Food Law News - UK - 1996
20 December 1996: MEAT PRODUCTS - Review of the Meat Products and Spreadable Fish Products Regulations 1984
MAFF Letter, 20 December 1996
Review of the Meat Products and Spreadable Fish Products Regulations 1984
The Ministry (MAFF) has issued a discussion paper on the review of the Meat Products and Spreadable Fish Products Regulations 1984. The declared aim of the review is to slim down and simplify the Regulations as far as possible retaining only those provisions which are considered essential to ensure consumer protection and to allow the consumer to make a free but informed choice wherever possible. This is part of the Government's commitment to review the Regulations as contained in the Government's Food Law Deregulation Plan (Autumn 1993) which initiated a process of revision, simplification and consolidation of food law to remove unnecessary burdens on business, improve competitiveness and increase consumer choice.
The discussion paper is 16 pages long and the following are the main points mentioned:
- Objectives: It is stated that: "The Government is anxious that compositional regulations should not contain too much detail or be unnecessarily prescriptive and is particularly concerned to avoid overlap or duplication with other legislation, for example on matters already covered by horizontal EC Directives (e.g. on labelling, including the new 'QUID' provisions, and on colours or additives). The Government therefore wishes to retain only such simplified provisions as are essential to ensure consumers are not defrauded or put at risk, or which may significantly help prevent public anxiety and confusion in relation to meat and meat products."
- Spreadable fish products: " ... in the absence of a clear need for specific regulations to cover these products, the Government proposes, in the interest of simplification and deregulation, to revoke those parts of the 1984 Regulations concerned with spreadable fish products."
- Definition of meat content: The paper discusses whether a revised definition of meat is needed. It then proposes the following revised definition "'meat' means striated muscle tissue, and may include the fat, skin, rind, gristle and sinew in amounts naturally attached to and closely associated with, or part of, the muscle used, of any animal or bird which is normally used for human consumption, and which includes any part of the carcase specified in Part 1 of Schedule 2 which is obtained from such animal or bird, but does not include any other part of the carcase."
- Declaration of Meat Content: The present requirement is likely to be retained although amended since they specify calculating meat content as a fraction of the final product weight, rather than on the basis of the inputs at the "mixing bowl" stage as required under 'QUID'.
- Added Water: The discussion paper appears to suggest that sufficient information will be available to consumers as a result of 'QUID'. It states "The Government would only wish to consider retaining a simplified requirement for added water declaration if the consumer would not be provided with adequate information by some other means."
- Lean Meat: The 1984 Regulations have a definition of "lean meat content". The Government has not yet come to a final view about the need to retain such a concept but three options are presented.
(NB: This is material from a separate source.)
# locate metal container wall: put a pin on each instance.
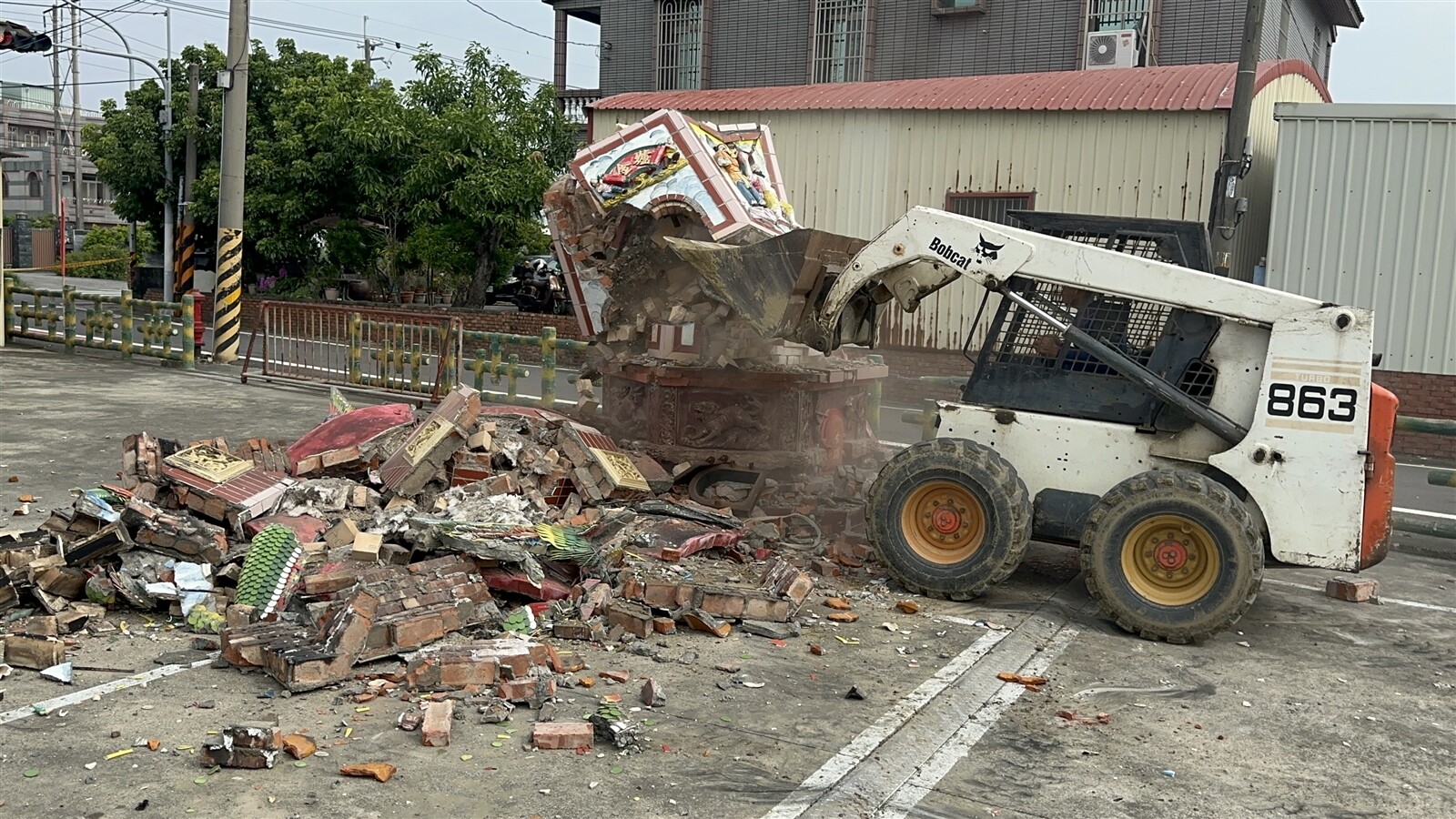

- Reserved Descriptions: The paper indicates that the Government is minded to revoke all but 3 of the present 20 reserved descriptions. The 3 remaining would be for "burger", "sausage" and "pie" but in all cases there would be a simplification of the requirements.
- Mechanically Recovered Meat (MRM): MRM is regarded as meat but it is already agreed that it should be separately declared in an ingredients list. A definition of MRM is proposed for inclusion in the revised Regulations: mechanically recovered meat means meat which has been obtained by mechanical means and had been passed through a fine mesh such that its cellular structure has been broken down and as such it flows in puree form.
The paper is for discussion but it indicates that new legislative proposals will be prepared for consultation in the first half of 1997 with a view to implementation by 1 January 1998.